This lovely lady had the unfortunate diagnosis of breast cancer found on her annual screening mammogram.
She underwent bilateral nipple-sparing mastectomies through an inframammary approach. She then underwent bilateral immediate breast reconstruction with silicone implants and acellular dermal matrix.
Because of the elastic properties of the acellular dermal matrix (its ability to stretch over time just like skin), she suffered from an inferior displacement of her fold (descent of her native inframammary fold) resulting in device malposition. This descent of her right inframammary fold created an increased lower pole breast skin out of proportion to her upper pole.
I always tell my patients that during the mastectomy, the primary role of the breast surgeon performing the mastectomy is to act as an oncologic surgeon and safely remove all of the breast tissue to increase disease-free survival.
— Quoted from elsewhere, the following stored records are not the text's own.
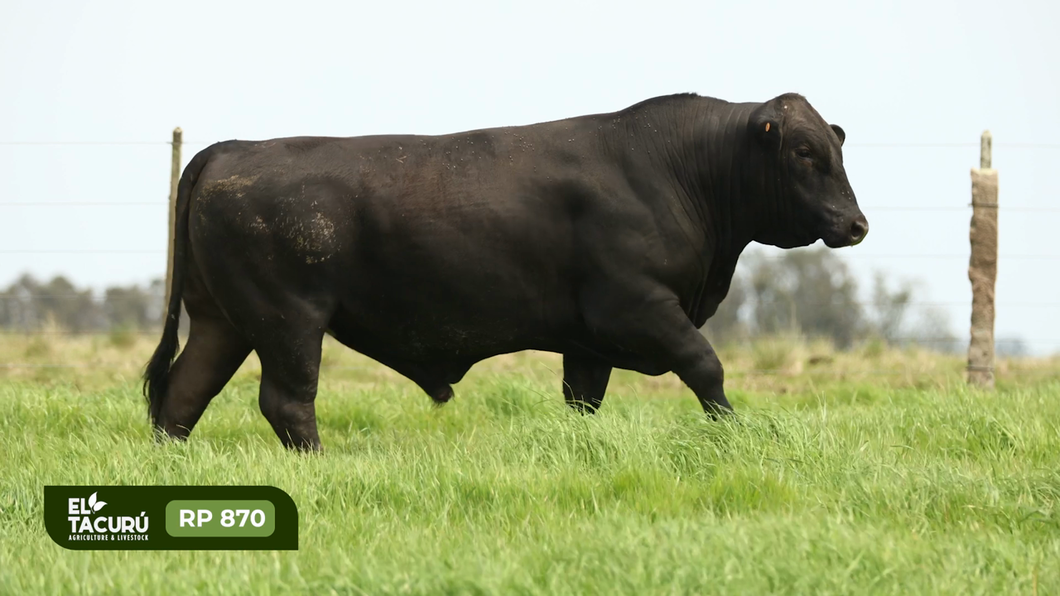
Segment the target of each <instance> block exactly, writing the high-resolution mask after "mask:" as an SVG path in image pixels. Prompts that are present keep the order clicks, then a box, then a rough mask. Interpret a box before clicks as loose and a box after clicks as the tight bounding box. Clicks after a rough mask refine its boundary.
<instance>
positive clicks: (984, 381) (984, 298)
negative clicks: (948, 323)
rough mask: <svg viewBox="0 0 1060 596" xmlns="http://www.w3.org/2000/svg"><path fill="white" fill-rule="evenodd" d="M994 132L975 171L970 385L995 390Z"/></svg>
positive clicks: (974, 172) (995, 178)
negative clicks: (991, 165) (992, 163)
mask: <svg viewBox="0 0 1060 596" xmlns="http://www.w3.org/2000/svg"><path fill="white" fill-rule="evenodd" d="M992 141H993V138H992V137H991V136H990V132H989V130H986V132H984V133H983V137H982V139H981V150H979V166H978V168H974V169H972V224H971V229H970V232H969V236H970V240H971V243H972V257H971V259H970V260H969V264H968V279H969V280H970V281H971V282H972V333H971V341H970V343H969V345H968V382H969V384H971V385H976V386H979V387H985V388H990V389H992V388H993V386H994V337H993V332H994V282H995V281H996V280H997V171H996V170H994V169H992V168H991V155H990V154H991V143H992Z"/></svg>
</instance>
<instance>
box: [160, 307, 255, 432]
mask: <svg viewBox="0 0 1060 596" xmlns="http://www.w3.org/2000/svg"><path fill="white" fill-rule="evenodd" d="M249 353H250V344H248V343H247V340H246V339H244V338H243V336H242V335H240V333H238V332H237V331H236V330H235V328H233V327H232V325H231V323H230V322H228V320H226V319H225V318H224V317H219V316H202V315H199V316H197V317H194V318H192V320H191V330H190V334H189V337H188V345H187V346H185V347H184V349H183V351H182V352H180V355H179V356H178V357H177V361H176V362H175V363H174V365H173V369H172V371H171V372H170V381H169V386H167V388H166V391H165V399H164V401H163V402H162V405H161V408H160V409H159V414H158V419H157V420H156V421H155V425H156V427H157V431H158V432H159V434H160V435H162V434H164V435H167V436H170V437H173V438H177V439H184V438H187V437H188V435H189V434H190V433H191V432H192V428H194V427H195V423H196V422H198V420H199V418H200V417H201V416H202V413H204V411H205V410H206V407H207V406H208V405H210V400H212V399H213V398H214V397H216V395H217V393H219V392H220V390H222V389H223V388H224V387H225V384H226V383H228V381H229V380H230V379H231V378H232V374H235V371H236V370H237V369H238V368H240V365H241V364H243V361H245V360H246V358H247V354H249Z"/></svg>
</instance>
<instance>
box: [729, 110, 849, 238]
mask: <svg viewBox="0 0 1060 596" xmlns="http://www.w3.org/2000/svg"><path fill="white" fill-rule="evenodd" d="M747 126H748V127H749V128H750V130H749V133H750V135H752V137H753V138H754V139H755V140H756V141H757V144H758V146H759V148H760V150H761V151H762V152H763V158H764V159H763V164H764V166H765V172H764V174H765V176H766V178H767V180H766V185H765V189H766V192H765V195H766V196H764V197H762V198H763V199H764V200H766V201H770V203H772V205H770V209H769V211H770V212H771V213H772V214H773V215H774V217H771V220H773V221H772V222H770V225H769V226H765V228H764V229H762V230H761V231H760V232H759V233H758V235H757V236H756V238H755V240H756V241H758V242H761V243H763V244H772V245H774V246H779V247H781V248H792V247H795V246H807V245H810V244H813V243H814V242H816V241H817V240H818V239H819V240H823V241H825V244H826V245H828V246H829V247H831V248H838V247H841V246H852V245H855V244H858V243H860V242H861V241H862V240H864V239H865V235H866V234H867V233H868V220H866V218H865V215H864V214H863V213H862V211H861V209H860V208H859V207H858V200H856V199H855V198H854V192H853V190H852V189H851V188H850V182H849V181H848V180H847V173H846V170H844V168H843V142H844V140H846V134H845V133H844V132H843V128H841V127H838V126H837V125H835V124H831V125H830V124H828V123H827V122H825V120H824V119H823V118H822V117H820V115H819V113H817V111H816V110H815V109H813V107H812V106H811V105H810V104H809V102H807V101H806V100H805V99H803V98H802V97H800V95H797V94H794V93H789V94H784V95H780V97H778V98H776V99H773V100H771V101H769V102H766V103H765V104H762V106H761V107H759V108H757V109H756V110H755V111H754V113H752V116H750V119H749V121H748V124H747Z"/></svg>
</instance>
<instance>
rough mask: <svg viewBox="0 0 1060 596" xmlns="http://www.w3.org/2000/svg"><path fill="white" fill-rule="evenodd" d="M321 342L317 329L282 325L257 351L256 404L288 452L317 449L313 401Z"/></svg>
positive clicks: (319, 357) (321, 331)
mask: <svg viewBox="0 0 1060 596" xmlns="http://www.w3.org/2000/svg"><path fill="white" fill-rule="evenodd" d="M322 340H323V331H322V328H320V327H314V326H306V327H302V328H295V327H294V326H290V325H285V326H283V327H282V328H280V329H276V330H273V332H272V333H269V338H268V340H267V341H262V343H261V345H260V347H258V348H257V351H258V356H259V357H260V358H261V362H262V384H261V391H260V393H259V397H258V403H259V405H260V406H261V410H262V414H263V415H264V416H265V419H266V420H268V422H269V424H271V425H272V430H273V431H276V434H277V436H278V437H280V441H281V442H283V445H284V446H286V448H288V449H297V450H304V451H318V450H319V449H320V437H319V436H318V435H317V415H316V405H315V401H316V398H317V378H318V374H319V372H320V345H321V341H322Z"/></svg>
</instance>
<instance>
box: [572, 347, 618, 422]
mask: <svg viewBox="0 0 1060 596" xmlns="http://www.w3.org/2000/svg"><path fill="white" fill-rule="evenodd" d="M610 379H611V365H608V364H606V363H603V362H600V361H599V360H597V358H594V357H586V356H575V355H571V354H564V355H563V397H564V399H566V400H567V405H569V406H570V407H572V408H575V409H577V410H579V411H581V413H582V414H596V411H597V410H598V409H600V404H601V403H603V395H604V391H606V390H607V381H608V380H610Z"/></svg>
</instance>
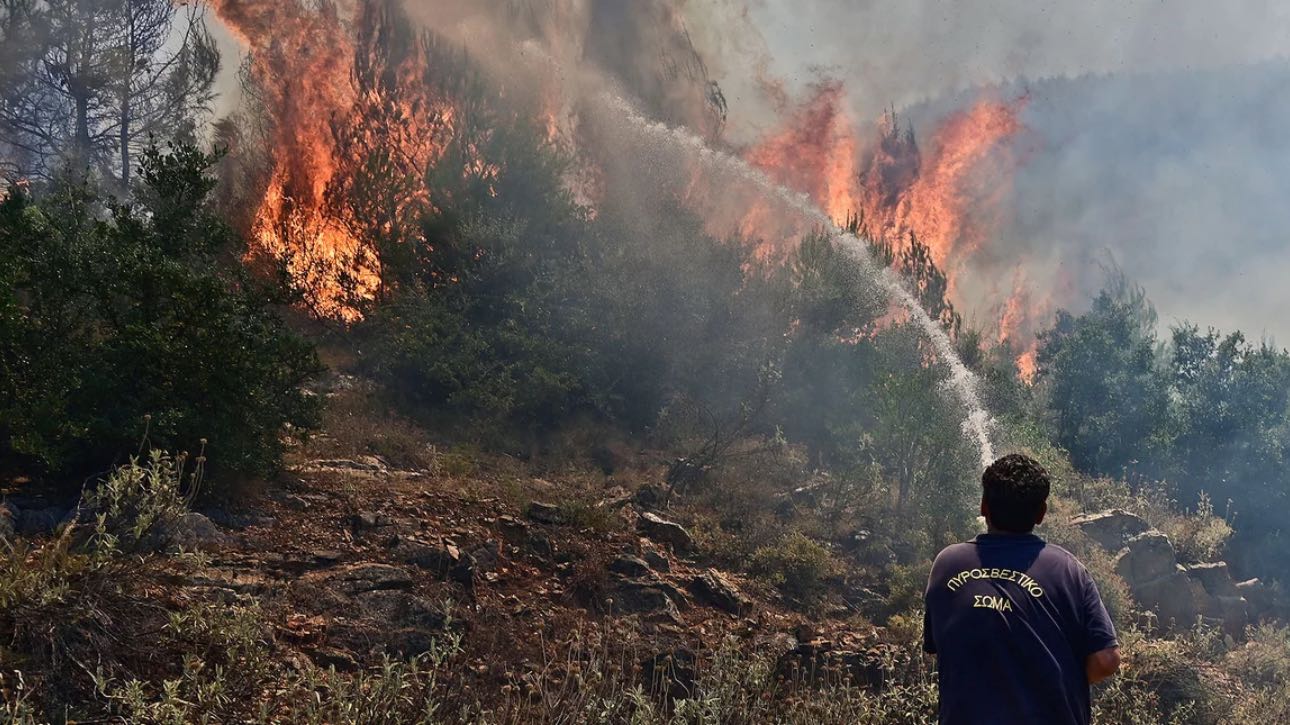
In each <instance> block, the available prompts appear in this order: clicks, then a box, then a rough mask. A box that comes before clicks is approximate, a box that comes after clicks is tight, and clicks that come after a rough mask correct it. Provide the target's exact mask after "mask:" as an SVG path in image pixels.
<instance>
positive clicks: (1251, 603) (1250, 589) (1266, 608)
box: [1236, 579, 1284, 622]
mask: <svg viewBox="0 0 1290 725" xmlns="http://www.w3.org/2000/svg"><path fill="white" fill-rule="evenodd" d="M1236 591H1237V592H1240V595H1241V597H1242V599H1245V601H1246V613H1247V615H1249V619H1250V622H1260V621H1263V619H1267V618H1269V617H1280V615H1281V614H1282V611H1284V609H1282V608H1281V606H1278V601H1277V593H1276V591H1273V590H1272V588H1271V587H1268V586H1267V584H1264V583H1263V581H1260V579H1247V581H1245V582H1238V583H1237V584H1236Z"/></svg>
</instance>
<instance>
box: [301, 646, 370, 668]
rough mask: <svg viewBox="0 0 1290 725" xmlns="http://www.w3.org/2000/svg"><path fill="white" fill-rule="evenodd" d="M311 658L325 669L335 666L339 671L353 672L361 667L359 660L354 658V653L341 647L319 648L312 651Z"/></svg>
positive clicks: (315, 663) (327, 647)
mask: <svg viewBox="0 0 1290 725" xmlns="http://www.w3.org/2000/svg"><path fill="white" fill-rule="evenodd" d="M310 659H312V660H313V663H315V664H317V666H319V667H321V668H324V670H328V668H333V670H335V671H337V672H353V671H356V670H357V668H359V662H357V660H356V659H353V655H352V654H350V653H348V651H346V650H343V649H341V648H332V646H321V648H317V649H315V650H312V651H310Z"/></svg>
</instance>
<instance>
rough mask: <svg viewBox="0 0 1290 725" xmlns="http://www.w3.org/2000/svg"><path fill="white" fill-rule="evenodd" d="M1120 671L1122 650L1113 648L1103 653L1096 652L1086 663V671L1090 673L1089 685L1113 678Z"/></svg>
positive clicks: (1084, 665) (1110, 648) (1088, 672)
mask: <svg viewBox="0 0 1290 725" xmlns="http://www.w3.org/2000/svg"><path fill="white" fill-rule="evenodd" d="M1118 670H1120V648H1118V646H1113V648H1109V649H1104V650H1102V651H1095V653H1093V654H1090V655H1089V658H1087V659H1086V660H1085V662H1084V671H1085V672H1087V673H1089V684H1090V685H1096V684H1098V682H1100V681H1103V680H1106V679H1108V677H1111V676H1112V675H1115V673H1116V672H1117V671H1118Z"/></svg>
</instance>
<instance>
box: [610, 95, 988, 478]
mask: <svg viewBox="0 0 1290 725" xmlns="http://www.w3.org/2000/svg"><path fill="white" fill-rule="evenodd" d="M604 99H605V102H606V103H608V106H609V107H610V108H613V110H614V111H615V112H617V114H619V115H620V116H622V117H623V119H626V120H627V121H628V123H630V124H631V125H633V126H636V128H637V129H639V130H640V132H641V133H642V134H645V135H646V137H649V138H653V139H655V141H657V142H662V143H667V144H670V146H673V147H676V148H679V150H681V151H685V152H689V154H693V155H694V157H697V159H699V160H700V161H703V163H707V164H708V165H716V166H719V168H721V169H724V170H725V172H726V173H730V174H733V175H735V177H739V178H740V179H743V181H746V182H748V183H751V184H753V186H756V187H757V188H760V190H762V191H764V192H766V194H769V195H771V196H774V197H775V199H778V200H780V201H782V203H784V204H787V205H788V206H789V208H791V209H793V210H796V212H797V213H800V214H802V217H805V219H806V221H808V222H810V223H813V224H817V226H819V227H820V228H824V230H828V231H829V235H831V240H832V241H835V243H836V244H837V245H838V246H840V248H841V249H844V250H845V252H848V253H849V254H850V257H851V258H853V259H854V261H855V263H857V264H859V267H860V270H862V271H863V272H866V273H867V275H868V276H869V277H872V279H875V280H877V281H878V283H880V284H881V285H882V286H884V289H886V292H888V293H889V294H890V295H891V297H893V298H894V299H895V301H897V302H898V303H899V304H900V306H902V307H904V308H906V310H908V312H909V316H911V317H912V319H913V321H915V323H916V324H917V325H918V328H920V329H922V332H924V334H925V335H926V337H928V339H929V341H930V342H931V346H933V348H934V350H935V352H937V356H938V357H939V359H940V361H942V362H943V364H944V365H946V366H947V368H948V369H949V378H947V379H946V382H944V384H946V387H947V388H949V390H951V391H953V392H955V395H956V396H957V397H958V400H960V401H961V402H962V405H964V406H965V408H966V409H967V417H966V418H965V419H964V423H962V430H964V435H965V436H967V437H969V439H970V440H971V441H973V442H975V444H977V448H978V450H979V452H980V461H982V466H988V464H989V463H991V462H993V459H995V445H993V442H992V441H991V437H989V430H991V428H992V427H993V419H992V418H991V415H989V412H988V410H986V406H984V405H982V402H980V396H979V395H978V390H977V386H978V379H977V375H975V374H974V373H973V372H971V370H969V369H967V366H966V365H964V362H962V360H960V359H958V353H957V352H955V346H953V342H952V341H951V339H949V335H948V334H947V333H946V330H944V328H943V326H940V324H939V323H937V321H935V320H933V319H931V316H930V315H928V311H926V310H924V308H922V304H918V299H917V298H916V297H915V295H913V293H912V292H909V289H908V288H907V286H906V285H904V281H903V280H900V276H899V275H897V273H895V271H893V270H891V268H890V267H886V266H885V264H877V263H876V262H875V259H873V255H872V254H871V252H869V248H868V245H867V244H866V243H864V240H862V239H860V237H858V236H855V235H854V233H851V232H849V231H846V230H844V228H841V227H838V226H837V223H835V222H833V219H831V218H829V217H828V214H826V213H824V212H823V210H822V209H820V208H819V206H818V205H815V204H814V203H813V201H811V200H810V197H808V196H806V195H804V194H799V192H795V191H792V190H788V188H786V187H783V186H780V184H778V183H775V182H774V181H773V179H771V178H770V177H768V175H766V174H764V173H762V172H760V170H757V169H756V168H753V166H751V165H749V164H748V163H747V161H744V160H743V159H739V157H738V156H733V155H730V154H725V152H721V151H717V150H715V148H712V147H711V146H708V144H707V143H706V142H704V141H703V139H702V138H699V137H698V135H695V134H693V133H690V132H688V130H685V129H682V128H676V126H668V125H667V124H662V123H657V121H651V120H649V119H646V117H645V116H641V115H640V114H639V112H637V111H636V108H635V107H632V104H631V103H628V102H627V101H626V99H623V98H622V97H618V95H614V94H610V93H606V94H604Z"/></svg>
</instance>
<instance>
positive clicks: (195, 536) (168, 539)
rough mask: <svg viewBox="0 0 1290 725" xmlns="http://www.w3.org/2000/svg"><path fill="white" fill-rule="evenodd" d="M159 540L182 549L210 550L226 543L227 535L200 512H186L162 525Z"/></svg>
mask: <svg viewBox="0 0 1290 725" xmlns="http://www.w3.org/2000/svg"><path fill="white" fill-rule="evenodd" d="M160 535H161V541H166V542H169V543H170V546H172V547H178V548H182V550H184V551H210V550H215V548H221V547H223V546H227V544H228V535H227V534H224V533H223V531H222V530H219V526H215V524H214V522H213V521H212V520H210V519H206V517H205V516H203V515H201V513H194V512H191V511H190V512H188V513H184V515H183V516H181V517H179V519H178V520H177V521H173V522H170V524H166V525H164V526H163V530H161V533H160Z"/></svg>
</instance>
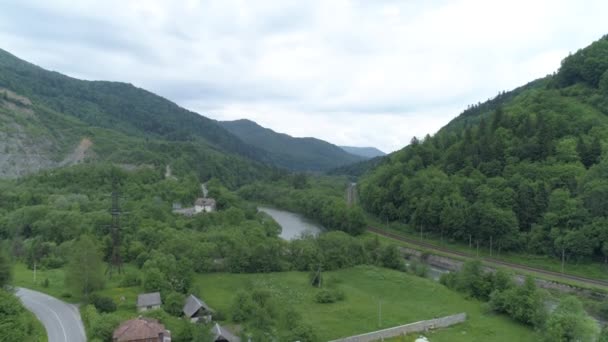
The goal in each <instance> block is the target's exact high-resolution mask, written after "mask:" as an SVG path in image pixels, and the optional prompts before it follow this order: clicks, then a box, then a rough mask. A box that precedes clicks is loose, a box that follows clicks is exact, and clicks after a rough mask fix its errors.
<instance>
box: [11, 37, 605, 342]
mask: <svg viewBox="0 0 608 342" xmlns="http://www.w3.org/2000/svg"><path fill="white" fill-rule="evenodd" d="M607 91H608V37H607V36H604V37H603V38H601V39H599V40H597V41H596V42H594V43H592V44H591V45H590V46H588V47H586V48H584V49H581V50H579V51H578V52H576V53H574V54H571V55H569V56H568V57H566V58H565V59H564V60H563V62H562V65H561V68H560V69H559V70H558V71H557V72H556V73H554V74H551V75H548V76H546V77H544V78H541V79H538V80H535V81H532V82H530V83H528V84H526V85H524V86H522V87H520V88H516V89H514V90H512V91H509V92H501V93H500V94H498V95H497V96H496V97H494V98H492V99H490V100H488V101H486V102H484V103H479V104H477V105H473V106H470V107H469V108H467V109H466V110H465V111H463V112H462V113H461V114H460V115H459V116H457V117H455V118H454V119H453V120H452V121H451V122H450V123H449V124H448V125H446V126H445V127H443V128H442V129H440V130H439V131H438V132H437V133H436V134H433V135H432V136H431V135H427V136H425V137H424V138H416V137H414V138H413V139H411V141H410V143H409V145H407V146H405V147H403V148H402V149H400V150H398V151H396V152H393V153H390V154H388V155H385V154H384V153H383V152H382V151H380V150H378V149H377V148H354V147H346V146H342V147H340V146H338V145H334V144H332V143H329V142H326V141H323V140H319V139H315V138H297V137H292V136H290V135H287V134H283V133H279V132H275V131H273V130H271V129H269V128H265V127H262V126H260V125H258V124H257V123H255V122H253V121H251V120H246V119H243V120H236V121H217V120H214V119H210V118H207V117H206V116H203V115H201V114H199V113H196V112H193V111H190V110H188V109H185V108H183V107H181V106H179V105H177V104H176V103H174V102H171V101H170V100H168V99H165V98H163V97H161V96H159V95H156V94H154V93H152V92H149V91H147V90H144V89H142V88H139V87H136V86H133V85H131V84H128V83H120V82H106V81H85V80H80V79H76V78H73V77H69V76H65V75H62V74H60V73H58V72H52V71H48V70H45V69H43V68H40V67H38V66H36V65H33V64H31V63H28V62H26V61H24V60H21V59H19V58H17V57H15V56H13V55H12V54H10V53H9V52H6V51H4V50H0V138H1V140H0V178H1V179H0V247H1V249H0V287H1V289H0V296H2V298H4V299H6V300H3V301H2V303H0V326H3V327H7V329H6V333H5V336H7V338H8V339H9V340H14V341H18V340H41V341H45V340H47V339H48V341H49V342H55V341H59V340H62V337H61V336H62V333H60V331H59V329H57V328H56V324H55V325H53V324H50V323H49V320H48V318H49V316H48V315H49V314H48V312H44V311H45V310H44V309H41V307H40V306H36V301H38V302H47V301H48V302H49V303H51V302H53V303H54V304H53V305H57V306H56V307H61V308H63V309H62V310H63V311H62V312H63V313H62V315H64V314H66V313H69V312H70V311H69V310H68V309H69V308H72V307H71V306H69V305H66V306H62V305H65V304H62V303H60V302H54V301H55V300H57V299H58V300H62V301H65V302H67V303H72V304H77V305H78V310H79V313H76V312H74V315H75V316H74V317H76V318H77V317H78V315H79V316H80V317H81V319H82V323H83V326H84V332H82V333H80V332H78V333H77V334H80V335H82V334H85V335H86V336H80V337H78V338H85V339H86V340H91V341H111V340H113V339H115V338H117V337H116V334H118V333H119V330H120V329H117V328H118V327H119V326H122V325H123V324H145V325H150V326H153V327H155V329H156V330H158V331H160V333H159V334H160V335H158V334H157V336H155V337H154V338H160V337H158V336H161V337H163V336H165V335H167V336H169V335H170V336H169V337H170V339H171V340H172V341H178V342H179V341H197V342H198V341H205V342H209V341H213V342H218V341H230V342H236V341H245V340H249V339H250V340H251V341H253V342H256V341H302V342H303V341H309V342H316V341H329V340H335V339H339V338H344V337H348V336H353V335H358V334H365V333H369V332H374V331H377V330H381V329H386V328H391V327H395V326H400V325H404V324H409V323H415V322H419V321H424V320H430V319H436V318H440V317H445V316H451V315H455V314H460V313H464V314H465V315H466V320H464V322H458V323H456V324H454V325H451V326H449V327H446V328H441V329H430V330H428V329H423V330H422V331H419V332H417V333H416V335H423V336H425V337H426V338H428V339H429V340H430V341H547V342H552V341H562V340H563V341H603V340H602V339H605V338H606V337H607V336H608V329H607V328H606V327H605V326H604V325H605V322H606V321H607V320H608V299H607V295H608V276H607V274H608V273H606V271H607V270H608V266H607V264H606V260H607V258H608V200H607V198H608V197H607V196H608V181H607V180H606V177H607V176H608V145H607V143H606V142H607V141H608V92H607ZM441 258H443V259H441ZM430 260H431V261H432V260H439V261H441V262H444V263H445V264H446V265H447V266H445V265H444V266H445V267H443V266H442V265H440V263H441V262H436V263H433V262H431V261H430ZM448 264H449V265H448ZM448 266H449V267H448ZM32 290H33V291H38V292H41V293H43V294H37V293H34V292H28V291H32ZM44 294H46V295H49V296H52V297H54V298H56V299H53V298H49V297H47V296H46V295H44ZM18 297H21V298H22V300H21V302H20V301H19V300H18ZM192 298H194V299H192ZM189 303H190V304H191V303H194V304H195V305H196V310H190V309H188V305H189ZM22 304H23V305H22ZM38 304H40V303H38ZM25 308H29V309H30V310H31V311H32V312H33V313H34V314H36V315H38V317H41V318H42V319H41V321H42V322H43V323H44V324H45V327H47V333H48V334H47V339H45V338H42V337H41V335H42V333H41V329H42V328H41V327H40V324H39V322H37V321H35V320H34V319H33V317H32V316H31V315H29V313H28V312H27V311H26V310H25ZM66 308H68V309H66ZM64 309H65V310H64ZM15 317H18V319H14V318H15ZM138 320H139V321H138ZM76 321H78V320H76ZM60 325H61V324H60ZM564 327H566V328H564ZM222 329H223V330H222ZM70 330H76V331H79V330H80V328H77V329H70ZM127 330H128V329H127ZM427 330H428V331H427ZM222 331H224V332H226V333H225V335H226V336H229V337H226V336H223V335H222V333H221V332H222ZM68 334H69V333H67V332H66V333H63V339H64V340H73V339H74V338H69V337H66V336H67V335H68ZM416 337H417V336H414V334H409V335H407V336H396V339H397V340H413V339H414V338H416ZM146 338H148V337H146ZM150 338H152V337H150ZM163 338H164V337H163ZM0 340H1V339H0ZM370 341H371V339H370Z"/></svg>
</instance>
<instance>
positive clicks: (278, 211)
mask: <svg viewBox="0 0 608 342" xmlns="http://www.w3.org/2000/svg"><path fill="white" fill-rule="evenodd" d="M258 210H259V211H262V212H265V213H266V214H268V215H270V216H272V218H273V219H274V220H275V221H277V223H278V224H279V225H280V226H281V228H282V231H281V234H280V235H279V236H280V237H281V238H282V239H284V240H293V239H297V238H298V237H300V236H302V234H314V235H317V234H319V233H320V232H321V231H322V230H323V228H321V227H320V226H318V225H317V224H315V223H312V222H311V221H310V220H307V219H306V218H305V217H303V216H301V215H298V214H295V213H292V212H289V211H284V210H279V209H275V208H268V207H258Z"/></svg>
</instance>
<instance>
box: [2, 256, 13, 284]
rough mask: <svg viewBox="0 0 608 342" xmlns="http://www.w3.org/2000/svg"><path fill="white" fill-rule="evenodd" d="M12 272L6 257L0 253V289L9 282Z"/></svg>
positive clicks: (9, 263) (10, 267)
mask: <svg viewBox="0 0 608 342" xmlns="http://www.w3.org/2000/svg"><path fill="white" fill-rule="evenodd" d="M11 276H12V270H11V264H10V262H9V260H8V257H7V256H6V255H5V254H4V252H1V251H0V288H3V287H4V286H6V285H7V284H8V283H9V282H10V281H11Z"/></svg>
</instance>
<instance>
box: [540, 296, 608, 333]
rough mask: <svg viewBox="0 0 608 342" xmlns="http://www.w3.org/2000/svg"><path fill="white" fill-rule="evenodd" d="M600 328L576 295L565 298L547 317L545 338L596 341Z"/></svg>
mask: <svg viewBox="0 0 608 342" xmlns="http://www.w3.org/2000/svg"><path fill="white" fill-rule="evenodd" d="M599 333H600V328H599V326H598V324H597V323H596V322H595V320H594V319H593V318H591V317H590V316H589V315H587V313H586V312H585V310H584V309H583V305H582V304H581V302H580V301H579V300H578V299H576V298H575V297H566V298H564V299H563V300H562V301H561V302H560V304H559V305H558V307H557V308H556V309H555V311H554V312H553V313H552V314H551V315H550V316H549V318H548V319H547V324H546V329H545V334H544V335H545V340H546V341H547V342H549V341H550V342H554V341H564V342H575V341H596V340H597V338H598V336H599Z"/></svg>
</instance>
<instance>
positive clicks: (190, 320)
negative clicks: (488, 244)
mask: <svg viewBox="0 0 608 342" xmlns="http://www.w3.org/2000/svg"><path fill="white" fill-rule="evenodd" d="M182 311H183V312H184V315H185V316H186V318H188V319H189V320H190V322H198V321H199V320H202V321H204V322H205V323H209V322H211V316H212V315H213V309H211V308H210V307H209V305H207V304H206V303H205V302H203V301H202V300H200V299H198V298H197V297H196V296H195V295H192V294H191V295H190V296H188V298H186V303H185V304H184V309H183V310H182Z"/></svg>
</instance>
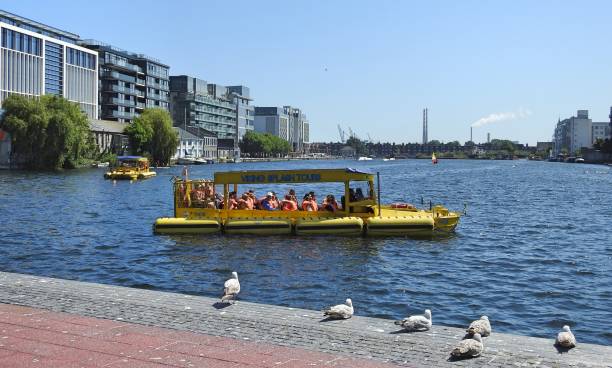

During the mastectomy, all the natural landmarks and ligaments of the breast are removed with the actual breast tissue and this includes obliteration of the inframammary folds as well as the medial and lateral borders of the breast.
It is our job as plastic surgeons to reconstruct these with suture techniques and also with adjunct materials that inherently have properties to support the missing ligamentous structures.
The soft tissues are variable in every patient according to their age, weight, and subcutaneous tissues as well as fascial tissues.
She was brought back to surgery for revision and stabilization of the fold with GalaShape. Again, this material provides a scaffolding and support to counteract increased downward pressure from the implant in a patient with low body weight and minimal subcutaneous fat.